Come se non fosse tutta una questione di traslati, di deviazioni, di transfert, di metafore. Tutto è nel filtro della seduzione, nel dirottamento, non nel sesso e nel desiderio, ma nel gioco con il sesso e il desiderio. Perciò l'operazione del sesso "in diretta" è comunque impossibile, come la morte in diretta, o l'evento in diretta nell'informazione. Tutto questo è incredibilmente naturalistico: la pretesa di far derivare tutto dal mondo reale, di precipitare tutto in una realtà integrale. E' qui che in qualche modo sta l'essenza stessa del potere. "La corruzione del potere è immettere nel reale tutto ciò che era nell'ordine del sogno ..." La chiave ci viene data da Jacques Henric, nella sua concezione dell'immagine e della fotografia: è inutile cercare di nasconderci il fatto che la nostra curiosità per le immagini è sempre di ordine sessuale. Tutto ciò che cerchiamo in esse in definitiva è il sesso, e in particolare il sesso femminile. Il quale non solo è l'Origine del mondo (Courbet) ma è l'origine di tutte le immagini. E allora sotto, buttiamoci a fotografare, senza giri viziosi, quest'unica cosa, obbedendo senza più ostacoli alla pulsione voyeuristica!
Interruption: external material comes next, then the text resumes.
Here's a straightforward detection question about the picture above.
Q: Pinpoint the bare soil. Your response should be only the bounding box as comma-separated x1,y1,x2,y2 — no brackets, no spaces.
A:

Questo il principio di una "realerotik", di cui l'equivalente per il corpo è il perpetuo acting out copulatorio di Catherine Millet: se ciò che in definitiva tutti sognano è l'uso sessuale illimitato del corpo, tanto vale procedere senza deviazioni all'esecuzione del programma. Fine della seduzione, fine del desiderio e persino del godimento; è tutto qui, nelle innumerevoli ripetizioni, in un accumulo ove la quantità diffida sopra ogni altra cosa della qualità. "Pensare a come una donna si toglie il vestito", dice Bataille. Sì, ma l'ingenuità delle varie Catherine Millet è pensare che ci si tolga il vestito per spogliarsi, per mettersi a nudo, e accedere così alla verità nuda, del sesso o del mondo. Controsenso totale di questa visione moderna e disincantata, in cui il corpo è unicamente un oggetto in attesa di essere spogliato, e il sesso un desiderio che aspetta solo di procedere all'atto e di godere. Peraltro, questa stessa impudicizia, questa oscenità radicale (come quella di Loft Story) è a sua volta un velo, l'ultimo dei veli - stavolta però insopprimibile. Il velo che si interpone quando si crede di averli stappati tutti.
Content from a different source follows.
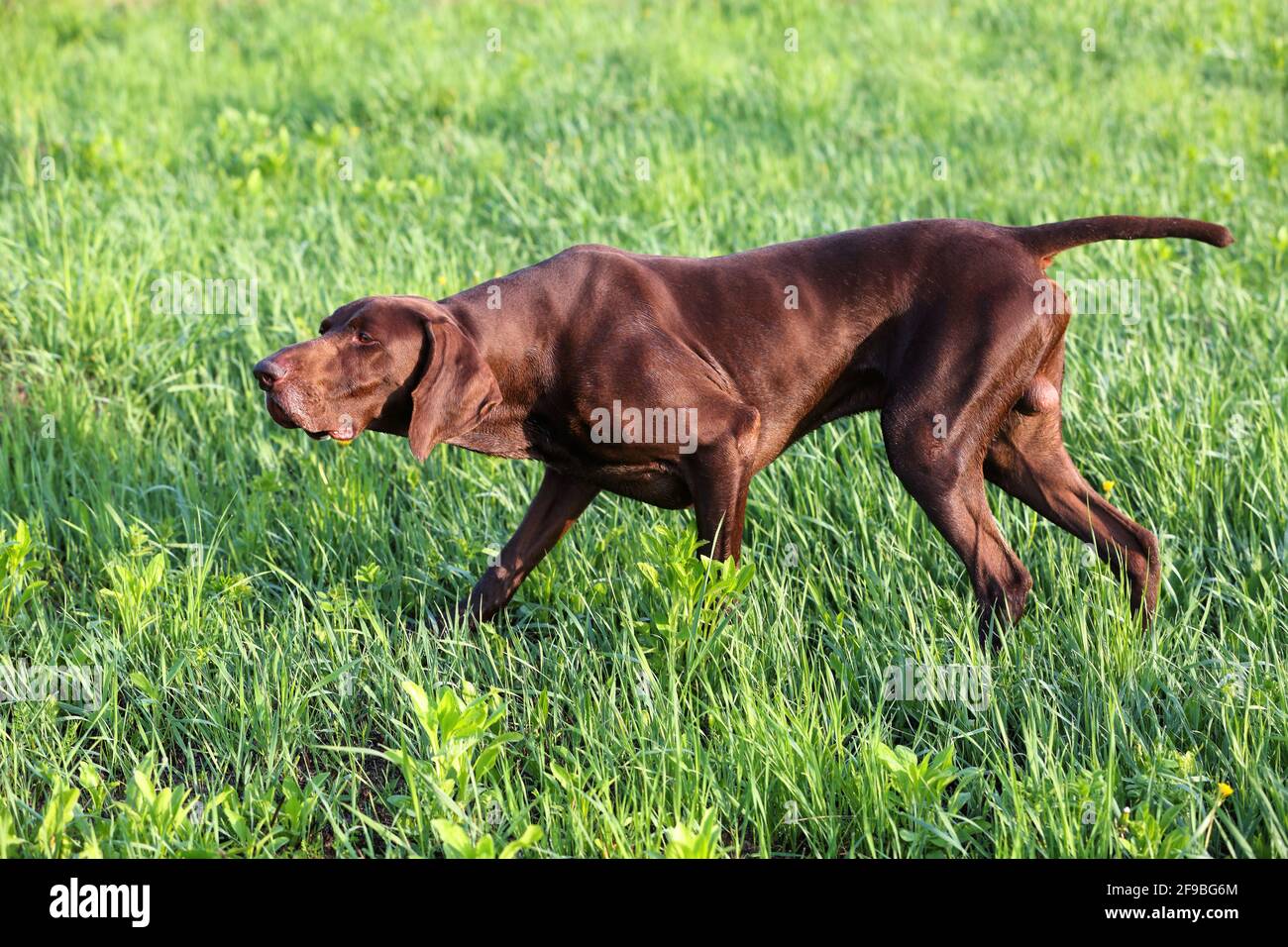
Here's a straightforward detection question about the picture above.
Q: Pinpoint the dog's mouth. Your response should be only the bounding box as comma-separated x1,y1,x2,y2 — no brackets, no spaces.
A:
265,394,358,445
Si vorrebbe toccare il peggio, il parossismo dell'esibizione, la nudità totale, la realtà assoluta, diretta, lo scorticato vivo - e non ci si arriva mai. Perché allora non fare un'ipotesi opposta a quella del voyeurismo e ella stupidità collettiva: se la gente, se tutti noi andiamo a sbattere contro il muro dell'osceno, non potrebbe essere proprio per il presentimento che per l'appunto, non c'è niente da vedere, che non si saprà mai qual è il nocciolo della questione, verificando così a contrario la potenza ultima della seduzione? Verifica disperata - ma la sperimentazione è sempre disperata. Ciò che Loft Story pretende di verificare è la natura sociale dell'essere umano - la quale non è poi tanto certa. Mentre Catherine Millet pretende di verificare il suo essere sessuata - e anche questo non è affatto certo.

Ciò che si verifica, in queste sperimentazioni, sono le condizioni stesse della sperimentazione, semplicemente portate al loro limite. Il sistema si decodifica al meglio nelle sue stravaganze, ma è lo stesso dovunque. La crudeltà è dappertutto la stessa. Tutto questo in definitiva, per riprendere l'espressione di Duchamp, si riduce ad "allevare la polvere".